More than most writers Powys used his memories to create his fictions, but the greatest of these fictions was his own personality. As Morine Krissdóttir shows in one of the most arresting literary biographies in many years, Powys — a ‘sworn hater’ of dreams, which he loathed for the revelations they contained of his only half-successfully repressed obsessions — gave himself over to the conscious creation of a fantasy world in which he could live as the magician he had imagined himself to be as a child. The problem with inhabiting such a dream world, of course, is that it unavoidably contains real people who may not be willing to act the part given them in the fantasy-script. Powys struggled constantly with this fact, which bedevilled his relations with the women in his life. Having made a conventional marriage to the sister of a Cambridge friend, apparently mainly in order to please his family, he went on to spend most of every year in America. It was there that he met the two women he loved — the ‘girl-boy’ Frances Gregg, lover of Ezra Pound and Hilda Doolittle, with whom he began a stormy relationship in 1912, and Phyllis Playter, whom he met in 1921 and who became his lifelong companion.

John Cowper Powys, Dorchester wall plaqueIt was in his relationship with Phyllis — a slight, nervous, intensely creative woman he called 'the T T', or 'Tiny Thin' — that the tension between Powys's dream world and the reality of other people became clearest. Phyllis loved the social and intellectual stimulus of big cities, while Powys craved a sequestered existence in a peaceful rural landscape that reminded him of his Dorset home. Krissdóttir writes that Powys viewed Phyllis as ‘his slender Welsh fairy sylph, his elemental; but elementals are designed for dancing in the midnight air, not for washing floors’. Certainly the sylph was Powys's own creation, a figment with only a passing resemblance to his flesh and blood partner, who found the drudgery and isolation of life with him — first in upstate New York, then Dorset and finally Wales, to which Powys moved in 1935 and where he died in 1963 — hard to endure. Yet the fact remains that the two were together for over forty years, during which Phyllis made a profound contribution to Powys's most innovative and enduring work. In the end Phyllis may have shaped Powys — the self-styled shaman — more than he shaped her.

Using a mass of new material, Descents of Memory is an inspired study of the tangled and precarious life of an absurdly neglected writer. Unsparing in her description of his exotic array of neuroses and the ways in which he manipulated people to sustain his dream-life, yet full of admiration for his dauntless energy and generosity of spirit, Krissdóttir is clearly deeply torn in her view of the man. She never doubts the extraordinary quality of his best work. Like Powys himself, she sees his vast prose poem Porius — one can hardly call it a novel — as in some sense the culmination of his life's work. For the first time published in the unabridged form Powys intended, this rambling fairy tale of the Welsh dark ages presents Powys's mythic world of animate nature and magical transformations on an epic scale.
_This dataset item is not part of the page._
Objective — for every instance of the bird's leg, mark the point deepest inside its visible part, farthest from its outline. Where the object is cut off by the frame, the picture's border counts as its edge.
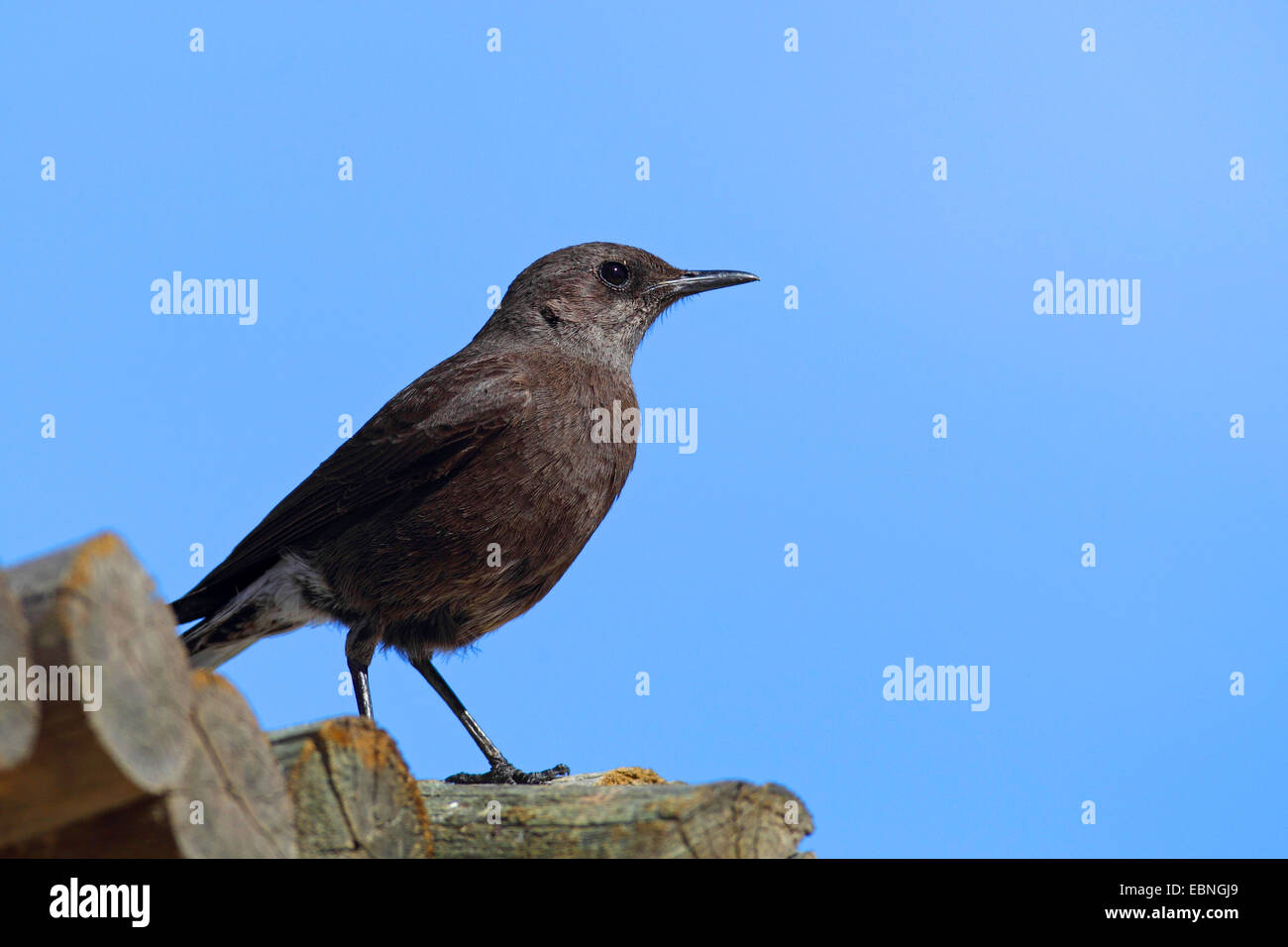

Written in early old age, Porius is an enchanted labyrinth reminiscent of Finnegan's Wake. For most readers the Wessex novels offer a more accessible way into this Dorset Proust. Seeking a sort of salvation in distilled sensation, Powys turned to memory in an attempt to master time. Whether or not he achieved any kind of personal redemption (Krissdóttir's biography suggests otherwise), he came as close as any modern writer to capturing the inner flux.